Length independent generalization bounds for deep SSM architectures via Rademacher contraction and stability constraints
Dániel Rácz, Mihály Petreczky, Bálint Daróczy
TL;DR
This work addresses the challenge of generalization in deep State-Space Model (SSM) architectures operating on long sequences by deriving a sequence-length independent PAC bound. Central to the approach is the Rademacher Contraction (RC) framework, which bounds the Rademacher complexity of deep SSMs by their stability-driven norms (notably $H_2$ and $\ell_1$ norms) and a controlled composition of RC blocks.

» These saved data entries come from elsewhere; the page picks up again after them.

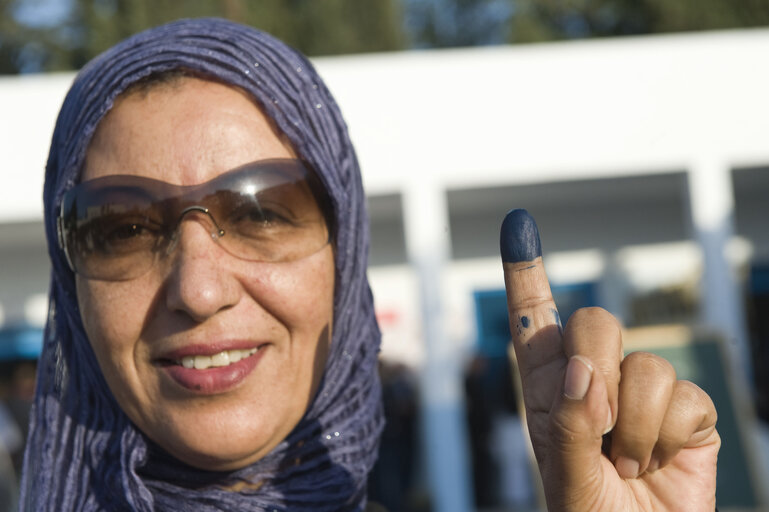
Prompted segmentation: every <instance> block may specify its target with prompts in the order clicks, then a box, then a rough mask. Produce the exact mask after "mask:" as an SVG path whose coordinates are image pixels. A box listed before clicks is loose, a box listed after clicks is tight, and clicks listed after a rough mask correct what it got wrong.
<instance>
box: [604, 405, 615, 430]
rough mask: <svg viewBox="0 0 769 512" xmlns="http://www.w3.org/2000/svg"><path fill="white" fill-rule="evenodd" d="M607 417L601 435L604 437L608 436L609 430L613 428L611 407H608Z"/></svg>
mask: <svg viewBox="0 0 769 512" xmlns="http://www.w3.org/2000/svg"><path fill="white" fill-rule="evenodd" d="M608 416H609V417H608V418H606V429H605V430H604V431H603V434H602V435H604V436H605V435H606V434H608V433H609V432H611V429H613V428H614V421H613V418H612V416H611V407H609V415H608Z"/></svg>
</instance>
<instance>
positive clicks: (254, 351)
mask: <svg viewBox="0 0 769 512" xmlns="http://www.w3.org/2000/svg"><path fill="white" fill-rule="evenodd" d="M257 350H259V349H257V348H252V349H248V350H223V351H221V352H219V353H218V354H214V355H212V356H184V357H183V358H182V360H181V361H176V364H178V365H181V366H184V367H185V368H195V369H196V370H205V369H207V368H217V367H221V366H227V365H229V364H232V363H237V362H238V361H240V360H241V359H244V358H246V357H248V356H252V355H254V354H256V352H257Z"/></svg>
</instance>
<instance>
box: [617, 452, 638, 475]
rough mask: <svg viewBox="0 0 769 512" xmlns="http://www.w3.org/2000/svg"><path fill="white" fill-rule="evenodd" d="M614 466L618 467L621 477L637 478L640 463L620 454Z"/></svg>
mask: <svg viewBox="0 0 769 512" xmlns="http://www.w3.org/2000/svg"><path fill="white" fill-rule="evenodd" d="M614 467H615V468H617V473H618V474H619V476H620V477H622V478H635V477H637V476H638V468H639V467H640V465H639V464H638V462H637V461H635V460H633V459H629V458H627V457H621V456H620V457H617V460H615V461H614Z"/></svg>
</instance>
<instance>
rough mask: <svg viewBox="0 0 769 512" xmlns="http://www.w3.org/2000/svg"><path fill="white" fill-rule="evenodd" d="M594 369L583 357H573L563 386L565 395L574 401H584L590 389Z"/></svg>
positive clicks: (569, 361) (570, 363) (567, 371)
mask: <svg viewBox="0 0 769 512" xmlns="http://www.w3.org/2000/svg"><path fill="white" fill-rule="evenodd" d="M592 376H593V367H592V365H590V363H588V362H587V361H586V360H585V359H584V358H583V357H580V356H572V357H571V359H569V364H568V365H567V366H566V380H565V381H564V384H563V394H564V395H566V398H571V399H572V400H582V399H583V398H585V395H586V394H587V388H589V387H590V378H591V377H592Z"/></svg>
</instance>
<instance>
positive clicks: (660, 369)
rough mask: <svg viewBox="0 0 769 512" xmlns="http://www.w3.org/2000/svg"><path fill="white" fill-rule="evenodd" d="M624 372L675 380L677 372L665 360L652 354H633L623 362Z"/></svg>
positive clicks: (631, 354)
mask: <svg viewBox="0 0 769 512" xmlns="http://www.w3.org/2000/svg"><path fill="white" fill-rule="evenodd" d="M622 372H623V373H626V372H639V373H641V374H643V375H655V376H660V377H666V378H667V379H668V380H673V381H674V380H675V378H676V370H675V368H673V365H672V364H670V362H669V361H668V360H667V359H665V358H664V357H660V356H658V355H656V354H652V353H650V352H631V353H630V354H628V355H627V356H625V359H624V360H623V361H622Z"/></svg>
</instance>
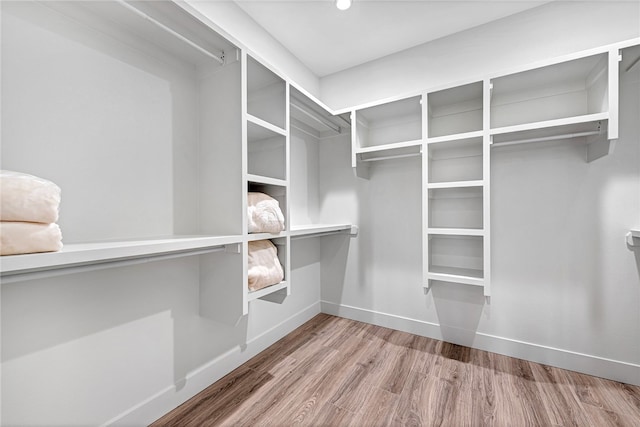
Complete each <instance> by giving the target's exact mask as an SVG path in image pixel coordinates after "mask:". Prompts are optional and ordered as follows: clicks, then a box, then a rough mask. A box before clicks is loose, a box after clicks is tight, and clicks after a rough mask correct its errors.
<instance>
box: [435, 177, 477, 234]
mask: <svg viewBox="0 0 640 427" xmlns="http://www.w3.org/2000/svg"><path fill="white" fill-rule="evenodd" d="M428 191H429V203H428V205H429V215H428V217H429V221H428V223H429V229H446V228H462V229H477V230H482V228H483V203H482V201H483V189H482V187H481V186H470V187H453V188H432V189H429V190H428Z"/></svg>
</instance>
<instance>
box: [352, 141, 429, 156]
mask: <svg viewBox="0 0 640 427" xmlns="http://www.w3.org/2000/svg"><path fill="white" fill-rule="evenodd" d="M421 145H422V140H421V139H416V140H413V141H403V142H394V143H391V144H384V145H372V146H369V147H358V149H357V150H356V153H358V154H362V153H378V152H380V151H389V150H397V149H399V148H407V147H419V146H421Z"/></svg>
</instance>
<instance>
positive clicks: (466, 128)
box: [427, 82, 483, 138]
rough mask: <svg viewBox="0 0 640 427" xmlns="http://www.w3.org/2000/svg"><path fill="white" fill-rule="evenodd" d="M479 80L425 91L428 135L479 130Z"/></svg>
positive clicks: (479, 100) (480, 128)
mask: <svg viewBox="0 0 640 427" xmlns="http://www.w3.org/2000/svg"><path fill="white" fill-rule="evenodd" d="M482 86H483V84H482V82H475V83H470V84H467V85H463V86H457V87H453V88H450V89H444V90H440V91H437V92H432V93H429V94H427V99H428V116H427V117H428V119H427V124H428V129H429V131H428V136H429V138H434V137H440V136H445V135H454V134H460V133H467V132H474V131H480V130H482V123H483V121H482V118H483V109H482V106H483V100H482Z"/></svg>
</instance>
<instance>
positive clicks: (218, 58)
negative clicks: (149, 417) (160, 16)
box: [115, 0, 224, 65]
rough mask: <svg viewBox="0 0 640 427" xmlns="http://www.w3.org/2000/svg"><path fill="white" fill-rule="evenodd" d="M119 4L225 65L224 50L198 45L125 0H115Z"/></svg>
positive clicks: (193, 47)
mask: <svg viewBox="0 0 640 427" xmlns="http://www.w3.org/2000/svg"><path fill="white" fill-rule="evenodd" d="M115 1H116V2H117V3H118V4H120V5H121V6H123V7H125V8H126V9H128V10H129V11H131V12H133V13H135V14H136V15H138V16H139V17H141V18H142V19H144V20H146V21H149V22H151V23H152V24H153V25H155V26H156V27H158V28H161V29H162V30H164V31H166V32H167V33H169V34H171V35H172V36H174V37H176V38H178V39H180V40H182V41H183V42H185V43H186V44H188V45H189V46H191V47H192V48H194V49H196V50H197V51H198V52H200V53H202V54H204V55H206V56H208V57H209V58H212V59H214V60H215V61H217V62H218V63H220V65H224V52H221V54H220V55H216V54H214V53H211V52H209V51H208V50H207V49H205V48H203V47H202V46H200V45H198V44H197V43H195V42H194V41H192V40H190V39H188V38H187V37H185V36H183V35H182V34H180V33H178V32H176V31H174V30H172V29H171V28H169V27H167V26H166V25H164V24H163V23H162V22H160V21H157V20H155V19H153V18H152V17H150V16H149V15H147V14H146V13H144V12H142V11H141V10H138V9H136V8H135V7H133V6H131V5H130V4H129V3H127V2H126V1H124V0H115Z"/></svg>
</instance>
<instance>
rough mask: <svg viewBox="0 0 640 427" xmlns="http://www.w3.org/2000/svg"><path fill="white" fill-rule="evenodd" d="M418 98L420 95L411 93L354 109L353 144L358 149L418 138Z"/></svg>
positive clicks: (418, 135) (421, 107) (411, 140)
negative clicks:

The main result shows that, under mild assumptions and stability constraints, the generalization gap scales as $O(1/\sqrt{N})$ with a bound that does not depend on the sequence length $T$, though it may grow with depth unless contraction holds. This provides theoretical justification for using stability-enforced SSM blocks (as in S4/S5/LRU) and offers a principled, architecture-agnostic perspective on why deep SSMs generalize well on long-range data. The framework yields a practical interpretation of stability as a mechanism that controls generalization, and it sets the stage for tighter bounds and extensions to broader dynamical architectures.
Abstract
Many state-of-the-art models trained on long-range sequences, for example S4, S5 or LRU, are made of sequential blocks combining State-Space Models (SSMs) with neural networks. In this paper we provide a PAC bound that holds for these kind of architectures with \emph{stable} SSM blocks and does not depend on the length of the input sequence. Imposing stability of the SSM blocks is a standard practice in the literature, and it is known to help performance. Our results provide a theoretical justification for the use of stable SSM blocks as the proposed PAC bound decreases as the degree of stability of the SSM blocks increases.